Sources and Citations


  • 30sleeps.com - Original source of the content in this article, shared with permission.



Article provided by wikiHow, a wiki how-to manual. Please edit this article and find author credits at the original wikiHow article on How to Talk to Strangers. All content on wikiHow can be shared under a Creative Commons license.

3 comments:

Lori Stewart Weidert said...

Talking to strangers is sometimes easy to me, and yet at other times, completely paralyzing, and I won't do it. Taking photos around them, I think, takes even more courage. I really have to be in the right mood.

ambz said...

The easiest and first step to talking to strangers is to SMILE and smile like you mean it.
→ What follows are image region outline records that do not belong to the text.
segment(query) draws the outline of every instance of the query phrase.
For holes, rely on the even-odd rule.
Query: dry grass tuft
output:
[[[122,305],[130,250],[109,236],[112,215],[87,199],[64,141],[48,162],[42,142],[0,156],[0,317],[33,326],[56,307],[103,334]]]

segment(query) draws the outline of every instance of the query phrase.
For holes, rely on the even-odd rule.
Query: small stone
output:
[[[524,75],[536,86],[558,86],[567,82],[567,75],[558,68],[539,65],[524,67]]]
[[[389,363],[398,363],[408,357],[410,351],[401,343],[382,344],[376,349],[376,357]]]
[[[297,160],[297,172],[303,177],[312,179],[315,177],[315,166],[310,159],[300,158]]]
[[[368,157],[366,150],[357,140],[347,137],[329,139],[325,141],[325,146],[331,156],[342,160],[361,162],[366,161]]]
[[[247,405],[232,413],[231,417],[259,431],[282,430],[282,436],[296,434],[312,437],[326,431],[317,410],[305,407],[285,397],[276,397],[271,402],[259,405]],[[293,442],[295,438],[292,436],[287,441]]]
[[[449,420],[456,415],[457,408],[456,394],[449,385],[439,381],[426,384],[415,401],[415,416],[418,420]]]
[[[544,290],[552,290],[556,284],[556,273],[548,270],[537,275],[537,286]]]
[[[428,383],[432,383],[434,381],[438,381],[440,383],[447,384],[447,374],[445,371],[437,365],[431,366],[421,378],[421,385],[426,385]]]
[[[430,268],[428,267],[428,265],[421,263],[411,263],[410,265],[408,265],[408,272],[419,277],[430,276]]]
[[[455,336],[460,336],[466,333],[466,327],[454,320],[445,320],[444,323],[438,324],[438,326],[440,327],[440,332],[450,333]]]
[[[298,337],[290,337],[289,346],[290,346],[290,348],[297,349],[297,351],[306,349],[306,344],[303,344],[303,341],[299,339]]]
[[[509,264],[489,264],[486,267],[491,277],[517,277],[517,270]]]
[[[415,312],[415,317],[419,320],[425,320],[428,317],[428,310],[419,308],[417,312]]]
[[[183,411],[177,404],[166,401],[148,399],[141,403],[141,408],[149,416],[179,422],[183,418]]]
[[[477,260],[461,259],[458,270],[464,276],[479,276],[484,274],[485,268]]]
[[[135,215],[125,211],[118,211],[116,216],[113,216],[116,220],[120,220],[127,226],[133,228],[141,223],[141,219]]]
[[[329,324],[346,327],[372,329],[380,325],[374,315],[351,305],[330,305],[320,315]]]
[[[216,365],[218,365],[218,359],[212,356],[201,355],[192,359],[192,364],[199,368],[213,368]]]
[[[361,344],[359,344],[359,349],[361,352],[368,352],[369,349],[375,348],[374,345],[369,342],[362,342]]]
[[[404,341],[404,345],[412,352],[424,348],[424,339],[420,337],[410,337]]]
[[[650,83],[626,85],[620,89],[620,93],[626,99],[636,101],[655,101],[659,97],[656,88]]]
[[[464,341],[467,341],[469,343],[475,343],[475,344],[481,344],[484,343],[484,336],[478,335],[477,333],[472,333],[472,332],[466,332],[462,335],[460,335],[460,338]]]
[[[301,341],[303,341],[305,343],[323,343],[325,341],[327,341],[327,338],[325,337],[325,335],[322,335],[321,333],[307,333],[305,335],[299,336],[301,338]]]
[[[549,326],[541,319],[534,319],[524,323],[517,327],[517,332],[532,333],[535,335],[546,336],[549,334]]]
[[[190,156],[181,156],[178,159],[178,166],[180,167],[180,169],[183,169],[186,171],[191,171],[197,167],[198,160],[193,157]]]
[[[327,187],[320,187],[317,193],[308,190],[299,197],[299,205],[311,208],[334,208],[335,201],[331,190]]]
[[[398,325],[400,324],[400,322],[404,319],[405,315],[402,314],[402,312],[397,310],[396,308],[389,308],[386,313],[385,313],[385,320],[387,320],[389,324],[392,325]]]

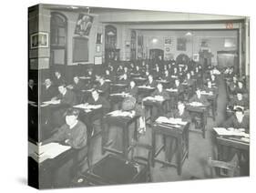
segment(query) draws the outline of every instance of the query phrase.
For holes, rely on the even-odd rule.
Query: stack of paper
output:
[[[191,102],[191,103],[189,103],[189,105],[192,107],[203,107],[203,104],[199,103],[199,102]]]
[[[213,127],[213,130],[220,136],[238,136],[250,137],[250,134],[244,133],[244,131],[241,131],[240,129],[227,129],[224,127]]]
[[[57,105],[60,104],[60,100],[50,100],[43,102],[44,105]]]
[[[152,96],[144,97],[144,98],[143,98],[143,101],[146,101],[146,100],[162,102],[162,101],[164,101],[164,98],[163,98],[163,96],[156,96],[155,97],[152,97]]]
[[[47,158],[55,158],[70,148],[70,146],[63,146],[58,143],[49,143],[37,147],[28,142],[28,155],[38,163],[42,163]]]
[[[97,109],[97,108],[100,108],[101,105],[79,104],[79,105],[74,106],[73,107],[82,108],[82,109]]]
[[[110,113],[108,113],[108,115],[112,116],[112,117],[133,117],[135,116],[135,111],[122,111],[122,110],[115,110],[112,111]]]
[[[156,120],[157,123],[168,123],[173,125],[182,125],[185,126],[187,122],[182,121],[181,118],[168,118],[166,117],[159,117]]]
[[[178,89],[173,89],[173,88],[167,88],[167,91],[170,91],[170,92],[178,92]]]

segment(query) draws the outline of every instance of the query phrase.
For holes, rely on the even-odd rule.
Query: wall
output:
[[[159,48],[164,50],[164,39],[166,37],[171,37],[172,46],[171,53],[174,58],[179,54],[186,54],[189,56],[192,56],[193,54],[199,53],[200,50],[200,43],[202,39],[209,40],[209,47],[213,54],[212,62],[217,62],[217,51],[222,50],[236,50],[236,46],[231,48],[224,47],[225,38],[235,38],[237,39],[237,31],[190,31],[192,36],[185,36],[188,31],[141,31],[144,36],[144,47],[147,55],[149,55],[149,49]],[[183,37],[187,39],[186,51],[177,50],[177,39],[179,37]],[[153,43],[153,39],[158,41]]]

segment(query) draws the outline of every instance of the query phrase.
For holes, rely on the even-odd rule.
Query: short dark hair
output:
[[[243,109],[241,107],[237,107],[235,109],[235,112],[241,112],[242,114],[244,113]]]
[[[76,116],[78,117],[79,116],[80,111],[77,108],[73,108],[70,107],[68,108],[66,112],[65,112],[65,117],[66,116]]]

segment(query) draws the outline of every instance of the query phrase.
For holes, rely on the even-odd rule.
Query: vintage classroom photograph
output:
[[[28,184],[250,176],[250,17],[28,7]]]

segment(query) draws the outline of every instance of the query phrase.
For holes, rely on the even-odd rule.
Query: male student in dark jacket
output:
[[[145,86],[150,87],[157,87],[158,83],[154,80],[152,75],[148,75],[148,80],[146,82]]]
[[[136,86],[136,83],[133,80],[130,81],[129,86],[126,89],[126,92],[131,95],[133,97],[137,98],[138,87]]]
[[[201,90],[200,88],[196,89],[196,95],[194,95],[189,100],[189,103],[197,102],[201,104],[202,106],[209,106],[210,103],[208,102],[207,98],[201,95]],[[199,117],[197,113],[191,113],[191,119],[193,122],[195,122],[196,128],[200,128],[202,122],[200,117]]]
[[[105,81],[104,76],[99,76],[98,85],[96,86],[96,89],[102,93],[102,96],[107,99],[109,96],[109,84]]]
[[[76,154],[68,157],[72,160],[72,166],[65,165],[65,171],[69,170],[67,173],[70,178],[73,178],[79,168],[80,163],[84,161],[88,149],[87,145],[87,128],[86,125],[77,119],[79,110],[75,108],[68,108],[65,112],[65,123],[57,128],[56,132],[45,141],[40,142],[41,145],[48,144],[51,142],[60,142],[66,146],[70,146],[72,148],[77,149]],[[65,153],[64,153],[65,154]]]
[[[163,100],[169,99],[169,96],[168,92],[163,89],[163,85],[161,83],[158,84],[157,89],[151,94],[151,96],[153,97],[160,96],[163,98]],[[157,117],[163,115],[164,115],[163,104],[161,102],[155,103],[155,106],[153,107],[152,109],[152,117],[153,117],[152,119],[155,120]]]
[[[234,129],[244,129],[244,132],[249,134],[250,133],[250,121],[249,117],[244,115],[244,112],[241,108],[238,107],[236,109],[235,115],[231,116],[230,118],[228,118],[226,121],[224,121],[222,124],[220,124],[220,127],[229,128],[232,127]],[[224,160],[230,161],[233,158],[235,154],[241,153],[242,160],[241,163],[241,166],[245,167],[246,170],[248,170],[249,166],[249,154],[248,151],[243,150],[237,150],[236,148],[230,147],[224,147]]]
[[[37,102],[37,89],[33,79],[28,80],[28,100]]]
[[[77,96],[75,93],[67,89],[65,85],[60,85],[58,86],[59,94],[53,97],[52,100],[59,100],[60,105],[57,106],[56,108],[52,108],[53,112],[53,123],[56,127],[60,127],[64,124],[65,120],[63,117],[64,112],[68,107],[72,107],[73,106],[77,105]]]
[[[88,126],[89,130],[94,133],[93,124],[95,121],[100,121],[101,117],[109,112],[110,104],[109,102],[103,96],[99,96],[99,93],[97,89],[92,91],[92,97],[90,97],[86,104],[88,105],[98,105],[101,107],[100,111],[95,111],[90,117],[85,117],[85,121]],[[96,130],[100,130],[101,128],[97,128]],[[96,132],[95,132],[96,133]]]
[[[229,103],[229,107],[232,110],[236,110],[237,107],[246,110],[249,107],[248,98],[244,97],[241,93],[237,93],[237,95],[234,96],[234,97]]]
[[[55,72],[55,77],[54,77],[53,81],[54,81],[55,86],[56,86],[56,87],[60,85],[66,84],[66,81],[59,71]]]
[[[181,121],[189,122],[189,113],[185,109],[185,104],[182,101],[178,102],[178,109],[175,109],[172,113],[168,113],[169,118],[180,118]],[[172,137],[166,137],[166,160],[170,162],[173,157],[174,150],[177,148],[177,141]]]
[[[45,80],[45,85],[42,87],[42,101],[49,101],[56,96],[56,88],[53,86],[50,78]]]

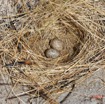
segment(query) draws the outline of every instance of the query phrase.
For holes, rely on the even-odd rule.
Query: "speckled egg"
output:
[[[63,50],[63,42],[58,38],[54,38],[50,41],[50,47],[53,49],[56,49],[58,51],[62,51]]]

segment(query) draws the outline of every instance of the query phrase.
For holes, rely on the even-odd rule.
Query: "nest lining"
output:
[[[105,27],[99,18],[105,13],[103,8],[99,9],[94,9],[89,1],[41,0],[35,9],[19,17],[21,28],[3,28],[2,62],[8,65],[13,60],[15,63],[28,60],[32,63],[6,67],[13,82],[25,83],[36,91],[40,88],[39,92],[52,97],[70,86],[72,89],[77,79],[102,67],[105,35],[100,31]],[[64,50],[56,59],[46,58],[44,51],[50,48],[49,41],[55,37],[63,41]]]

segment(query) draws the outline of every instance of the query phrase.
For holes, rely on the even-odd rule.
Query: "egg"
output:
[[[60,56],[60,53],[59,51],[50,48],[50,49],[45,50],[45,56],[47,58],[57,58]]]
[[[63,42],[58,38],[52,39],[49,44],[50,44],[50,47],[55,50],[58,50],[58,51],[63,50]]]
I can pretty much talk to anyone for a few minutes and usually all it takes is to smile at them like you are truly happy to see them. Once they see a friendly face, they often say hello and off the conversation goes.

Trueself said...

GNG - At first I was going to agree that it is sometimes easy for me too, but that isn't really true. Sometimes I talk to strangers, but it tends to be nervous rambling that goes on and on to fill dead space. However, mostly I just fall back and stay quiet.

Ambz - You're right. I should smile more. Interesting to me though that it isn't my natural response to smile at people. Part of me feels that extending a smile opens me up too much, makes me too approachable. Then I complain that nobody approaches me. Hmm. . . food for thought (or therapy).